Allie didn’t move. She didn’t even breathe.

“Ma’am, you need to wait outside,” a man said from beside her.

“There’s so much blood,” she murmured. The room shifted beneath her feet and she swayed.

Hands gripped her shoulders. “Let them do their job. And come sit down. You don’t want them to have to stop because you’ve passed out, now do you?” the man said, gently coaxing Allie back out into the hall. “Here, have a seat. Someone will be out to update you as soon as we know more.”

She took a seat on a padded vinyl chair at the nurse’s station, but kept her eyes trained on the closed trauma room door.
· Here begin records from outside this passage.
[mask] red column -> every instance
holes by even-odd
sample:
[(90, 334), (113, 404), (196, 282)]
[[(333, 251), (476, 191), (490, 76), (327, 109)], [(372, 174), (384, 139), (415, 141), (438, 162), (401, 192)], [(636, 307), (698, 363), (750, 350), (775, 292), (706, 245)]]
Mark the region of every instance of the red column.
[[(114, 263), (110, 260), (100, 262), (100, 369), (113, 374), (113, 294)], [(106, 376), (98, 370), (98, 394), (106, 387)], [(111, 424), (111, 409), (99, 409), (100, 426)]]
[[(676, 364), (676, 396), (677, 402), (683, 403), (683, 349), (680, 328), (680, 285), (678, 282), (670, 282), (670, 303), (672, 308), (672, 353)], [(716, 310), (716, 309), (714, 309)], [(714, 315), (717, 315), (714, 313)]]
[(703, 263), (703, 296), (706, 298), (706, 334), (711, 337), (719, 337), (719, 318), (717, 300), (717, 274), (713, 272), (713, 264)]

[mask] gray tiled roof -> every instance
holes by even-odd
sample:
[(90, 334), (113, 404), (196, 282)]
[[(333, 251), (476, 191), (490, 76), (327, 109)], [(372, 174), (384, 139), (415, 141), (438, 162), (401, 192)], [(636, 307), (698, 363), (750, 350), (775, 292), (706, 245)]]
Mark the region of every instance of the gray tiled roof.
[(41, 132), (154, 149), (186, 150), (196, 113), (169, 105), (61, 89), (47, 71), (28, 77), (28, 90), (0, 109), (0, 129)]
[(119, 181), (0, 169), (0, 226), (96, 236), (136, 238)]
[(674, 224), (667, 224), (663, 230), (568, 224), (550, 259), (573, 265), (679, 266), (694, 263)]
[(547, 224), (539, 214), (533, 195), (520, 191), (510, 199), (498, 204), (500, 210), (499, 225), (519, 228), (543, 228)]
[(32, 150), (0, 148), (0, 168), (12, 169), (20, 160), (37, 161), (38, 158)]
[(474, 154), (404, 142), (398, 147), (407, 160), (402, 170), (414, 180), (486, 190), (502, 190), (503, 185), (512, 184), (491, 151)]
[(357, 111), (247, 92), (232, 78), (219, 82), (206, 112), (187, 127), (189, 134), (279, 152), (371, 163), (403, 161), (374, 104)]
No one came in or out, yet she knew that despite the room’s calm exterior, inside the team of professionals was still working hard to keep the man she loved alive. Or maybe it was over. Maybe they had lost him, and instead of an update someone was going to come out of that room at any minute to tell her she was a widow. Tears brimmed her eyes as she rocked back and forth in her seat, willing them not to fail. Please . . . please save him . . .

Behind her the automatic doors swung open on a sharp buzz.

“Allie!” Nick jogged toward her. His hand was linked with Harper’s, and even from where she sat Allie could see his white-knuckle grip. “What’s going on? Max’s message said to meet you at the ER, but he didn’t tell me what the fuck happened.”

She stood and took a deep breath, trying to find the strength to say the words out loud. “Hudson was shot,” was all she managed to squeeze past the lump in her throat.

The blood drained from Nick’s face. “How bad is it?”

Allie blinked away her tears. She had to be strong for Nick. No matter what the outcome in the room behind them, Nick was her family. And just like Hudson, she would do anything for him. “I don’t know yet,” she said, trying her best to keep her voice level. “They’re still working on him.”